10000 sequences (0.92 Mbp) processed in 0.148s (4062.8 Kseq/m, 374.76 Mbp/m).
  9033 sequences classified (90.33%)
  967 sequences unclassified (9.67%)

Column three is the predicted taxid. Let's get the name and rank of the unique taxids from NCBI eutils and compare them to the predicted taxa:

[user@cn3144 ~]$ cut -f3 HiSeq.kraken.2 | sort -u | grep -wv 0 > taxid.uniq
[user@cn3144 ~]$ esum="https://eutils.ncbi.nlm.nih.gov/entrez/eutils/esummary.fcgi"
[user@cn3144 ~]$ for taxid in $(cat taxid.uniq); do
                        curl -s -G "${esum}?db=taxonomy&id=${taxid}" | xsltproc taxonomyDocSum.xslt -
                    done 2> /dev/null > taxa.uniq
[user@cn3144 ~]$ join -1 3 -2 1 -t '|' \
                        <(sort -k3,3 HiSeq.kraken.2 | tr '\t' '|') \
                        <(paste -d '|' taxid.uniq taxa.uniq | sort -t'|' -k1,1) \
                    | awk -F'|' '{printf("%s prediction: %s(%s)\n", $3, $6, $7)}' \
                    | sort > HiSeq.kraken.pred
[user@cn3144 ~]$ tail -n -100 HiSeq.kraken.pred | head -n 5
X_axonopodis_HiSeq.875312 prediction: Xanthomonas phaseoli pv. dieffenbachiae LMG 695,()
X_axonopodis_HiSeq.87911 prediction: Xanthomonas citri group,species group()
X_axonopodis_HiSeq.881987 prediction: Xanthomonas,genus()
X_axonopodis_HiSeq.882508 prediction: Xanthomonas phaseoli pv. dieffenbachiae LMG 695,()
X_axonopodis_HiSeq.882724 prediction: Xanthomonas,genus()

[user@cn3144 ~]$ exit
salloc.exe: Relinquishing job allocation 46116226
[user@biowulf ~]$

Batch job
Most jobs should be run as batch jobs.

Create a batch input file (e.g. kraken.sh) which copies a reduced size standard database to /lscratch (or /dev/shm for version 1) and runs several fastq samples against a local copy of the database.

#! /bin/bash
# USAGE: kraken.sh dbname infile [infile ...]

module load kraken/1.1
db=$1
dbname=$(basename $1)
shift
[[ ${1:-none} != "none" ]] || exit 1

# make sure the database in /dev/shm is cleaned up
trap 'rm -rf /dev/shm/${dbname}' EXIT

[[ -d ${db} ]] && cp -r $db /dev/shm || exit 1

for infile in "$@"; do
    [[ -f ${infile} ]] \
    && kraken --db /dev/shm/${dbname} --threads ${SLURM_CPUS_PER_TASK} \
        --fastq-input --gzip-compressed --output ${infile}.kraken
done

Submit this job using the Slurm sbatch command.

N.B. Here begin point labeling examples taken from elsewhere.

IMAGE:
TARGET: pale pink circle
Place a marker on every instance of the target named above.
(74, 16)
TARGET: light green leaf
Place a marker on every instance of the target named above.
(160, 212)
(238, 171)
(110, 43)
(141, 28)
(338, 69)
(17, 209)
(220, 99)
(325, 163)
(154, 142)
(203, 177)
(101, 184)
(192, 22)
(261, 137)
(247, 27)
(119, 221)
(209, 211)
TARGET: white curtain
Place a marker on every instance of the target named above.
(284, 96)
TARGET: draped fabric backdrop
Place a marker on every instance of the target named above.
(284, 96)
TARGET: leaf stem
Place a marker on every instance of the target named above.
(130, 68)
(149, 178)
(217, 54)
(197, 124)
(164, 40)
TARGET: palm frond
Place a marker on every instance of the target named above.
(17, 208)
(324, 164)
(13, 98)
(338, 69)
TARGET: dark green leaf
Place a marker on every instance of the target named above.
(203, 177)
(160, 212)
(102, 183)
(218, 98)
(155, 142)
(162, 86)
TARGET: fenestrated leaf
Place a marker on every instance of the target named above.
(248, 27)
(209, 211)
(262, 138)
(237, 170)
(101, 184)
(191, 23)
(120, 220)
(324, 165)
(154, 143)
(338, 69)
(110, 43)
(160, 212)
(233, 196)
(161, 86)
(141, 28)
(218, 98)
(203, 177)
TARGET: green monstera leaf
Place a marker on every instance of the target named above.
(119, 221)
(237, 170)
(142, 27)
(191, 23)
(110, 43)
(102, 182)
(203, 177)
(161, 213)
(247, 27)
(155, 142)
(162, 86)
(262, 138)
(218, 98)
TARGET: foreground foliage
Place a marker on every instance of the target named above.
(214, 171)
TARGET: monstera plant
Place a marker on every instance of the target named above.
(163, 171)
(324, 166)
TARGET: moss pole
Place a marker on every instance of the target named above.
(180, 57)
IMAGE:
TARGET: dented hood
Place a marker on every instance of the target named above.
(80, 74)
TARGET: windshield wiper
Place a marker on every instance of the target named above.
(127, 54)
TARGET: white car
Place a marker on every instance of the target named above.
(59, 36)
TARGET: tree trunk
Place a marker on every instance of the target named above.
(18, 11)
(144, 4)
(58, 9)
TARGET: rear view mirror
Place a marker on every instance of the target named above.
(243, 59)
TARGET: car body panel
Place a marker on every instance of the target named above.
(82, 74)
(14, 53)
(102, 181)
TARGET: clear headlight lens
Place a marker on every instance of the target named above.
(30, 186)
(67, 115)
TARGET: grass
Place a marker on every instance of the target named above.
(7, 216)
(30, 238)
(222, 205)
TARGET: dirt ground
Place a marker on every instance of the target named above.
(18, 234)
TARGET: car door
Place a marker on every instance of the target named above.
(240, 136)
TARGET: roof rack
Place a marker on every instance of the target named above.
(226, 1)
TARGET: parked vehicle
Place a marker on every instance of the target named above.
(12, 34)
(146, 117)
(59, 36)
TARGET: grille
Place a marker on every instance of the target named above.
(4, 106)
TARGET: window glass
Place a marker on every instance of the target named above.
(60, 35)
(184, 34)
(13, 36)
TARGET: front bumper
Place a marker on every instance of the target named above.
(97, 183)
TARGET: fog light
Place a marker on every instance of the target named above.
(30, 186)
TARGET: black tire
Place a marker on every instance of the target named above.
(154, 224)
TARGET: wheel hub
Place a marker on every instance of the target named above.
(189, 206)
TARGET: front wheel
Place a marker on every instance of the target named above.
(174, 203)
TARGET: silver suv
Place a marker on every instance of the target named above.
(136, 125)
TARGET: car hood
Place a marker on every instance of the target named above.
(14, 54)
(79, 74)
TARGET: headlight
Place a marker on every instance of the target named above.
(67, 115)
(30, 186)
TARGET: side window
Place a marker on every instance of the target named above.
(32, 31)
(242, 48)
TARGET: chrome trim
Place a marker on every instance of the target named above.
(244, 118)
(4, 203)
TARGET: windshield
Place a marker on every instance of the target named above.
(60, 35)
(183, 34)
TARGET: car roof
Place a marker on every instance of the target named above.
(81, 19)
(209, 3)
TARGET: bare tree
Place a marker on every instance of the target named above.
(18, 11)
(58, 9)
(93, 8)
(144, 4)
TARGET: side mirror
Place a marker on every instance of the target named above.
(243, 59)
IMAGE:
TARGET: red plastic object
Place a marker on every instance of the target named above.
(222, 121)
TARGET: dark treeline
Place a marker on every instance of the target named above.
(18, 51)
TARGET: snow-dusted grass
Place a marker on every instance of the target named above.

sbatch --cpus-per-task=16 --mem=38g kraken.sh \
    /fdb/kraken/20171019_standard_32GB sample0[0-9].fastq.gz
#! /bin/bash
# USAGE: kraken2.sh dbname infile [infile ...]

module load kraken/2.1.2
db=$1
dbname=$(basename $1)
shift
[[ ${1:-none} != "none" ]] || exit 1
    
[[ -d ${db} ]] && cp -r $db /lscratch/$SLURM_JOB_ID || exit 1

for infile in "$@"; do
    [[ -f ${infile} ]] \
    && kraken2 --db /lscratch/$SLURM_JOB_ID/${dbname} --threads ${SLURM_CPUS_PER_TASK} \
        --output ${infile}.kraken ${infile}
done

Submit this job using the Slurm sbatch command.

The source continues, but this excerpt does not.